N’est pour vous qu’un délassement :

Homme universel que vous êtes !

Vous saisissez également

La lyre aimable des poètes,

Et de Mars le foudre assommant.

Tout est pour vous amusement,

Vos mains à tout sont toujours prêtes ;

Vous rimez non moins aisément

Que vous avez fait vos conquêtes.

 

 

         Si la reine de Hongrie et le roi mon seigneur et maître voyaient la lettre de votre majesté, ils ne pourraient s’empêcher de rire, malgré le mal que vous avez fait à l’une, et le bien que vous n’avez pas fait à l’autre. Votre comparaison d’une coquette, et même de quelque chose de mieux, qui a donné des faveurs un peu cuisantes, et qui se moque de ses galants dans les remèdes est une chose aussi plaisante qu’en aient dit les Césars, et les Antoine, et les Octave, vos devanciers, gens à grandes actions et à bons mots. Faites comme vous l’entendrez avec les rois ; battez-les, quittez-les, querellez-vous, raccommodez-vous ; mais ne soyez jamais inconstant pour les particuliers qui vous adorent.

 

 

Vos faveurs étaient dangereuses

Aux rois qui le méritent bien :

Car tous ces gens-là n’aiment rien,

Et leurs promesses sont trompeuses.

Mais moi qui ne vous trompe pas,

Et dont l’amour toujours fidèle

Sent tout le prix de vos appas.

Moi qui vous eusse aimé cruelle,

Je jouirai sans repentir

Des caresses et du plaisir

Que fait votre muse infidèle.

 

 

         Il pleut ici de mauvais livres et de mauvais vers ; mais comme votre majesté ne juge pas de tous nos guerriers par l’aventure de Lintz (2), elle ne juge pas non plus de l’esprit des Français par les Etrennes de la Saint-Jean (3), ni par les grossièretés de l’abbé Desfontaines.

 

         Il n’y a rien de nouveau parmi nos sybarites de Paris. Voici le seul trait digne, je crois, d’être conté à votre majesté. Le cardinal de Fleury, après avoir été assez malade, s’avisa, il y a deux jours, ne sachant que faire, de dire la messe à un petit autel, au milieu d’un jardin où il gelait. M. Amelot et M. de Breteuil (4) arrivèrent, et lui dirent qu’il se jouait à se tuer : Bon, bon, messieurs, dit-il, vous êtes des douillets.

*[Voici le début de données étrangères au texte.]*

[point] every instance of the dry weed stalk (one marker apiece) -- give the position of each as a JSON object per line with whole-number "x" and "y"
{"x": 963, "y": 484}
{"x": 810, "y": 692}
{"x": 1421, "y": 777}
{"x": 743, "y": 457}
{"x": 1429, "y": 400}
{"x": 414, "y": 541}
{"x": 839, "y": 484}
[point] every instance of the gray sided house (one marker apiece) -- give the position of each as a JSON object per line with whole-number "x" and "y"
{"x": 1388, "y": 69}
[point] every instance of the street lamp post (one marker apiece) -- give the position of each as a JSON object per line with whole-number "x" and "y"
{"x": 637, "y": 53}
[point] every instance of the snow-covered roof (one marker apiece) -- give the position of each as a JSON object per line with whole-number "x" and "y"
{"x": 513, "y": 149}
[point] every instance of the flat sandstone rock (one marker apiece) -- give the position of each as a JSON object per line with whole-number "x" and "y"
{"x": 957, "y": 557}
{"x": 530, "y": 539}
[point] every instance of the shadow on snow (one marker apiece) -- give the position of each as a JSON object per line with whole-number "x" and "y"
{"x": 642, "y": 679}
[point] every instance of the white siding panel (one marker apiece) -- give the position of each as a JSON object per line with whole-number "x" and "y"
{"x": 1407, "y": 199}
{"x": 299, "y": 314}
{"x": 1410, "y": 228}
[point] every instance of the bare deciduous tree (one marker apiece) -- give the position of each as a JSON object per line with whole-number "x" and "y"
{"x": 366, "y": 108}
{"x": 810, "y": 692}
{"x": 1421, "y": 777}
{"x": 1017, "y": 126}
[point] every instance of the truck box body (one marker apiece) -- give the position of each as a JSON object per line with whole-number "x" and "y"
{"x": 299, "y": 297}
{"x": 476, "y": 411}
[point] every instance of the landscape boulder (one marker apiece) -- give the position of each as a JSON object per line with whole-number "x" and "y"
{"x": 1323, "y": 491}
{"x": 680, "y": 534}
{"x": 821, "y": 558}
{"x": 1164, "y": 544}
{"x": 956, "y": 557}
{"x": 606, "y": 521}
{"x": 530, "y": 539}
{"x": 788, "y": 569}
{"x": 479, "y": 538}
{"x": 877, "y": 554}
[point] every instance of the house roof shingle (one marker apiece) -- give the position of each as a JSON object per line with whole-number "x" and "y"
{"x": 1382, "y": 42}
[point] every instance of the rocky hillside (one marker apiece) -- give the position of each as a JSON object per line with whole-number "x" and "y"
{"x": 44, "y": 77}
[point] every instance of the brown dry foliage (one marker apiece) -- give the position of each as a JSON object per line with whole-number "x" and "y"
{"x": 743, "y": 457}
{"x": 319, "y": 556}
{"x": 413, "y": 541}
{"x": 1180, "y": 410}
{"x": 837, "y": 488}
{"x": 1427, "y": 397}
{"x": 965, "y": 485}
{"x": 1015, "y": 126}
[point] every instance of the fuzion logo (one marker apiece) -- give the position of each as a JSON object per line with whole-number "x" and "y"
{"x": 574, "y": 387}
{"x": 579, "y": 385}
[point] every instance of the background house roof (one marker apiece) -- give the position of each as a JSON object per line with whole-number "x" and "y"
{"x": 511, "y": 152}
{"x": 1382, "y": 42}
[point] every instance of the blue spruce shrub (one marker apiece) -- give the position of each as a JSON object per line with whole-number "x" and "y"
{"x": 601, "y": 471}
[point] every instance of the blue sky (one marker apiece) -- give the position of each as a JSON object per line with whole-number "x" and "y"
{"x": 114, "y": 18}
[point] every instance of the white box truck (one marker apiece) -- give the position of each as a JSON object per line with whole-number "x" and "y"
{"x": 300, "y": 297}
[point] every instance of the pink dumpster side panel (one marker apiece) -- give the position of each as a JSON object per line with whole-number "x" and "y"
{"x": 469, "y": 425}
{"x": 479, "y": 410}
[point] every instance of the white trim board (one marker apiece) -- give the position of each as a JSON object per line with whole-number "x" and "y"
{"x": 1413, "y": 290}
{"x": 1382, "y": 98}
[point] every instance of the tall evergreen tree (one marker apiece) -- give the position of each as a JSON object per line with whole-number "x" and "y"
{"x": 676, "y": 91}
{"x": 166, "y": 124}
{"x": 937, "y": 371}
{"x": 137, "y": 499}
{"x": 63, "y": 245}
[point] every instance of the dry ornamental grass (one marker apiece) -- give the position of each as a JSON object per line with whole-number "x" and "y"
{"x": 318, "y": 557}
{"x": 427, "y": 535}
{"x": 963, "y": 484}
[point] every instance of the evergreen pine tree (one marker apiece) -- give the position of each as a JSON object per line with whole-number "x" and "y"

A quatre-vingt-dix ans ! quel homme ! Sire, vivez autant, dussiez-vous dire la messe à cet âge, et moi la servir.

 

         Je suis avec le plus profond respect, etc.

 

 

1 – Lettre du 18 Novembre. (G.A.)

 

2 – En janvier 1742, le comte de Ségur, enfermé dans Lintz, avait capitulé au moment même où Frédéric allait le dégager. (G.A.)

 

3 – Voyez, aux FACÉTIES, la lettre à messieurs les auteurs des Etrennes de la Saint-Jean. (G.A.)

 

4 – L’un ministre des affaires étrangères, et l’autre, ministre de la guerre. (G.A.)